Alleviating Food Insecurity Via Cooperative Bylaws

Written By

Thomas E. Rutledge
Member, Stoll Keenon Ogden PLLC

Income and wealth inequality in the U.S. continue to grow, even after the economy has rebounded from the Great Recession. Employee ownership offers a means to build community wealth. Employee ownership has historically been supported by people on both sides of the political aisle.3 Forms of employee ownership, including the worker-owned cooperative, create jobs rooted in the local community.

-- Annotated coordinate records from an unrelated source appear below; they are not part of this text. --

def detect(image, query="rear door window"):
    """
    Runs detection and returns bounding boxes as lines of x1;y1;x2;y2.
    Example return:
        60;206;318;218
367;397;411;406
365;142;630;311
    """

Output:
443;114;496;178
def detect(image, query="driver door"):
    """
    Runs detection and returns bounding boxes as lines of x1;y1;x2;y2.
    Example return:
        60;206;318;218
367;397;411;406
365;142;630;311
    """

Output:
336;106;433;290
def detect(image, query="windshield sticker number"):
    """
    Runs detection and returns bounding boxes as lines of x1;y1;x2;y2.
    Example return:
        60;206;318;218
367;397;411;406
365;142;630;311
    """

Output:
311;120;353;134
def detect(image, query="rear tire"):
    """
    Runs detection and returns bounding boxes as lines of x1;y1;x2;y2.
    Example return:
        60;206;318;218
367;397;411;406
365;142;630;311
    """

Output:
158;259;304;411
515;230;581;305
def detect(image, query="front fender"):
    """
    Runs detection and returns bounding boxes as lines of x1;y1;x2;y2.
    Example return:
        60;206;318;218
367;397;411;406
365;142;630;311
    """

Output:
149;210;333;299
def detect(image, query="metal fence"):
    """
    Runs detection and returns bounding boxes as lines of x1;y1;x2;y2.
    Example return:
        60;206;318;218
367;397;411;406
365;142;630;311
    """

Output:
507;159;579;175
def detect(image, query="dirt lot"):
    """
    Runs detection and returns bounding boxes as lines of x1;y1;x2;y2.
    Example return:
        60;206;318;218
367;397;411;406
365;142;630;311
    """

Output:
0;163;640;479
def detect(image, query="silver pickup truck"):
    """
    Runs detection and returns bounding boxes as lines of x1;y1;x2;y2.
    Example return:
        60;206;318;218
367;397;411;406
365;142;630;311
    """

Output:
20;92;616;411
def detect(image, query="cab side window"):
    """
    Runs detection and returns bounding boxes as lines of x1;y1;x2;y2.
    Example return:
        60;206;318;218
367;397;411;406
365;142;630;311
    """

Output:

One aspect of the growing inequality is that many urban areas are “food deserts.” A food desert is a locality where people do not have access to affordable, healthy food. In some communities, one part of the solution to providing accessible food is the consumer-owned food cooperative, or community-owned grocery.   Legal scholars have discussed food cooperatives as examples of sustainable economic development and as a means of creating social identity. For instance, Paulette Stenzel, a law professor at Michigan State University, discusses the value of using food cooperatives as a grassroots means to create economic stability within a city, the existence of which has the effect of encouraging people to invest in their communities.  Nevertheless, while academic business and sociological articles have addressed food cooperatives head on, the scholarly legal literature on food cooperatives is limited. Thus, this Article aims to fill the gap in the legal literature. In particular, the country’s growing trend of setting up food cooperatives reflects the need to examine the drafting of bylaws for food cooperatives and the legal and business issues that arise within the process. This Article contributes to the body of business law articles and addresses several issues yet to be explored in the legal literature.